A new hierarchical approach to multi-level model abstraction for simplifying ODE models of biological networks and a case study: The G1/S Checkpoint/DNA damage signalling pathways of mammalian cell cycle

Abstract

Model reduction is an important topic in studies of biological systems. By reducing the complexity of large models through multi-level models while keeping the essence (biological meaning) of the model, model reduction can help answer many important questions about these systems. In this paper, we present a new reduction method based on hierarchical representation and a lumping approach. We used G1/S checkpoint pathway represented in Ordinary Differential Equations (ODE) in Iwamoto et al. (2011) as a case study to present this reduction method. The approach consists of two parts; the first part represents the biological network as a hierarchy (multiple levels) based on protein binding relations, which allowed us to model the biological network at different levels of abstraction. The second part applies different levels (level 1, 2 and 3) of lumping the species together depending on the level of the hierarchy, resulting in a reduced and transformed model for each level. The model at each level is a representation of the whole system and can address questions pertinent to that level. We develop and simulate reduced models for levels-1, 2 and 3 of lumping for the G1/S checkpoint pathway and evaluate the biological plausibility of the proposed method by comparing the results with the original ODE model of Iwamoto et al. (2011).
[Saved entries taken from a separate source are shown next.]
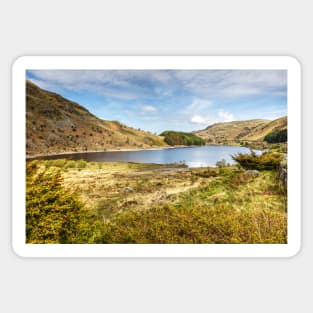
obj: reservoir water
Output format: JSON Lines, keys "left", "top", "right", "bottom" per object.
{"left": 35, "top": 145, "right": 261, "bottom": 168}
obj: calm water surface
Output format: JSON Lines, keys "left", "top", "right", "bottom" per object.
{"left": 36, "top": 145, "right": 261, "bottom": 168}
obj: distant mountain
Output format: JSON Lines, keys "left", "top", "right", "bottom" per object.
{"left": 194, "top": 116, "right": 287, "bottom": 144}
{"left": 26, "top": 81, "right": 167, "bottom": 157}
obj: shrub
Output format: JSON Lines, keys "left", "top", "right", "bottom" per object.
{"left": 26, "top": 161, "right": 101, "bottom": 243}
{"left": 101, "top": 203, "right": 287, "bottom": 244}
{"left": 232, "top": 151, "right": 283, "bottom": 170}
{"left": 76, "top": 159, "right": 87, "bottom": 168}
{"left": 46, "top": 159, "right": 67, "bottom": 168}
{"left": 64, "top": 160, "right": 77, "bottom": 168}
{"left": 195, "top": 168, "right": 218, "bottom": 178}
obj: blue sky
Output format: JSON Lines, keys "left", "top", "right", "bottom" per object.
{"left": 26, "top": 69, "right": 287, "bottom": 133}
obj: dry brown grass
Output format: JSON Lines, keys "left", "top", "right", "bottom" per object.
{"left": 61, "top": 162, "right": 214, "bottom": 216}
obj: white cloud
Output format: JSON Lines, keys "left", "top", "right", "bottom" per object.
{"left": 222, "top": 85, "right": 261, "bottom": 97}
{"left": 218, "top": 110, "right": 234, "bottom": 122}
{"left": 184, "top": 98, "right": 214, "bottom": 125}
{"left": 187, "top": 98, "right": 213, "bottom": 111}
{"left": 142, "top": 105, "right": 157, "bottom": 112}
{"left": 190, "top": 115, "right": 209, "bottom": 125}
{"left": 174, "top": 69, "right": 287, "bottom": 98}
{"left": 190, "top": 110, "right": 235, "bottom": 126}
{"left": 28, "top": 69, "right": 287, "bottom": 102}
{"left": 28, "top": 70, "right": 175, "bottom": 101}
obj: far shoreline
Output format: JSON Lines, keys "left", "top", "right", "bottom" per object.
{"left": 26, "top": 142, "right": 265, "bottom": 161}
{"left": 26, "top": 145, "right": 187, "bottom": 160}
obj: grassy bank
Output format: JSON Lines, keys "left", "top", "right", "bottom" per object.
{"left": 26, "top": 158, "right": 287, "bottom": 244}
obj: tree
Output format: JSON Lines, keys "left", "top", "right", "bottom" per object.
{"left": 264, "top": 129, "right": 287, "bottom": 143}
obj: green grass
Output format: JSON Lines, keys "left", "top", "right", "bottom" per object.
{"left": 101, "top": 168, "right": 287, "bottom": 243}
{"left": 26, "top": 159, "right": 287, "bottom": 244}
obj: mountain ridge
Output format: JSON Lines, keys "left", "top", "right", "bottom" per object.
{"left": 26, "top": 80, "right": 167, "bottom": 157}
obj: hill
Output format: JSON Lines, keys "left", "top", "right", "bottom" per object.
{"left": 242, "top": 116, "right": 287, "bottom": 141}
{"left": 194, "top": 116, "right": 287, "bottom": 144}
{"left": 26, "top": 81, "right": 167, "bottom": 157}
{"left": 160, "top": 131, "right": 205, "bottom": 146}
{"left": 194, "top": 119, "right": 270, "bottom": 144}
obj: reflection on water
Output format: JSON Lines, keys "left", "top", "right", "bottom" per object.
{"left": 33, "top": 145, "right": 262, "bottom": 168}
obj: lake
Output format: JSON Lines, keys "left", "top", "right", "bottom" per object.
{"left": 35, "top": 145, "right": 262, "bottom": 168}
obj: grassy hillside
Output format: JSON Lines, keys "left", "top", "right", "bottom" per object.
{"left": 26, "top": 80, "right": 167, "bottom": 157}
{"left": 194, "top": 116, "right": 287, "bottom": 144}
{"left": 243, "top": 116, "right": 287, "bottom": 141}
{"left": 194, "top": 119, "right": 269, "bottom": 144}
{"left": 160, "top": 130, "right": 205, "bottom": 146}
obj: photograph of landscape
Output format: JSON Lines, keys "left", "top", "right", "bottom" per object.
{"left": 25, "top": 69, "right": 288, "bottom": 244}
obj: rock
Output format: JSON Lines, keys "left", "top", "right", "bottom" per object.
{"left": 156, "top": 192, "right": 172, "bottom": 201}
{"left": 242, "top": 170, "right": 260, "bottom": 179}
{"left": 124, "top": 187, "right": 134, "bottom": 193}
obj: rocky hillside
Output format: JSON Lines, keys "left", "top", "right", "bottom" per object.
{"left": 26, "top": 81, "right": 167, "bottom": 157}
{"left": 194, "top": 116, "right": 287, "bottom": 144}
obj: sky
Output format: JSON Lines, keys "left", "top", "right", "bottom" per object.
{"left": 26, "top": 69, "right": 287, "bottom": 134}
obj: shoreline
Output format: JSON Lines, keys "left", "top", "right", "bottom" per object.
{"left": 26, "top": 142, "right": 265, "bottom": 160}
{"left": 26, "top": 145, "right": 186, "bottom": 160}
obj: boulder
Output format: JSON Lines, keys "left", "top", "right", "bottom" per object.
{"left": 242, "top": 170, "right": 260, "bottom": 180}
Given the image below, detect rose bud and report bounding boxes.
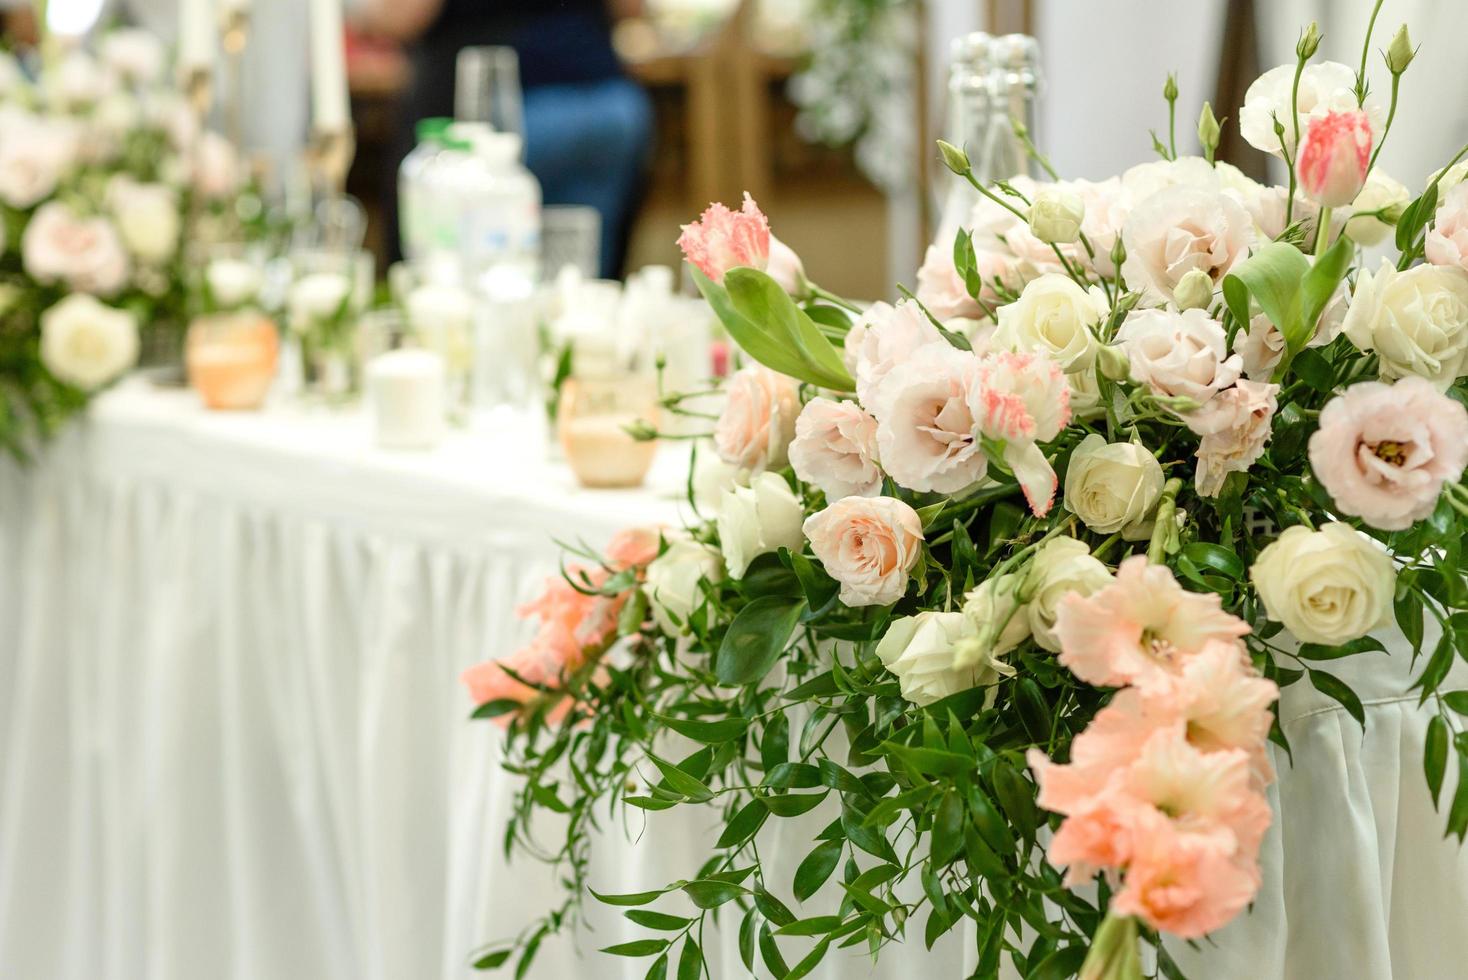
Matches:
[1028,186,1085,245]
[1296,109,1373,208]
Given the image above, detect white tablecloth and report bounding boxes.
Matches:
[4,380,1468,980]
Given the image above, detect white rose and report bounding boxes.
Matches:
[691,449,744,514]
[0,113,78,209]
[109,179,180,265]
[644,537,724,634]
[1066,366,1104,421]
[1024,538,1113,651]
[207,258,264,309]
[100,28,167,85]
[22,202,131,297]
[1343,259,1468,388]
[289,272,352,329]
[44,50,106,110]
[1347,170,1410,247]
[1063,433,1164,538]
[1239,61,1385,157]
[1028,186,1085,244]
[1250,523,1394,645]
[1430,161,1468,195]
[876,612,1004,706]
[955,573,1031,670]
[39,294,139,390]
[716,472,805,579]
[1116,307,1242,405]
[1121,186,1254,305]
[991,273,1106,372]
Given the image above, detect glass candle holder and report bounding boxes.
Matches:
[185,311,280,410]
[287,247,374,398]
[390,261,477,414]
[556,372,659,489]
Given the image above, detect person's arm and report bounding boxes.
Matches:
[608,0,645,21]
[353,0,444,42]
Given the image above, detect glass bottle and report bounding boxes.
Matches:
[935,31,995,246]
[980,34,1045,184]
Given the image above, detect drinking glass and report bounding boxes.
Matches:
[455,46,524,140]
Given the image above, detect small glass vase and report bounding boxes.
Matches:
[556,373,659,489]
[185,311,280,410]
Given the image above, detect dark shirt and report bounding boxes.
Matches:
[415,0,623,92]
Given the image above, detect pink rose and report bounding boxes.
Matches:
[1296,109,1372,209]
[1120,186,1254,305]
[714,363,801,473]
[22,202,130,297]
[844,300,945,413]
[677,193,771,284]
[915,243,986,320]
[0,112,78,209]
[1118,308,1242,406]
[1308,376,1468,530]
[803,495,924,607]
[193,131,244,200]
[1426,182,1468,273]
[873,343,987,494]
[1191,380,1278,497]
[788,397,883,499]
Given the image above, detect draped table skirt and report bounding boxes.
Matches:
[2,381,1466,979]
The results for continuous dynamics of the G1/S checkpoint pathway with or without DNA-damage for reduced models of level- 1, 2 and 3 of lumping are in very good agreement and consistent with the original model results and with biological findings. Therefore, the reduced models (level-1, 2 and 3) can be used to study cell cycle progression in G1 and the effects of DNA damage on it. It is suitable for reducing complex ODE biological network models while retaining accurate continuous dynamics of the system. The 3 levels of the reduced models respectively achieved 20%, 26% and 31% reduction of the base model. Moreover, the reduced model is more efficient to run (30%, 44% and 52% time reduction for the three levels) and generate solutions than the original ODE model. Simplification of complex mathematical models is possible and the proposed reduction method has the potential to make an impact across many fields of biomedical research.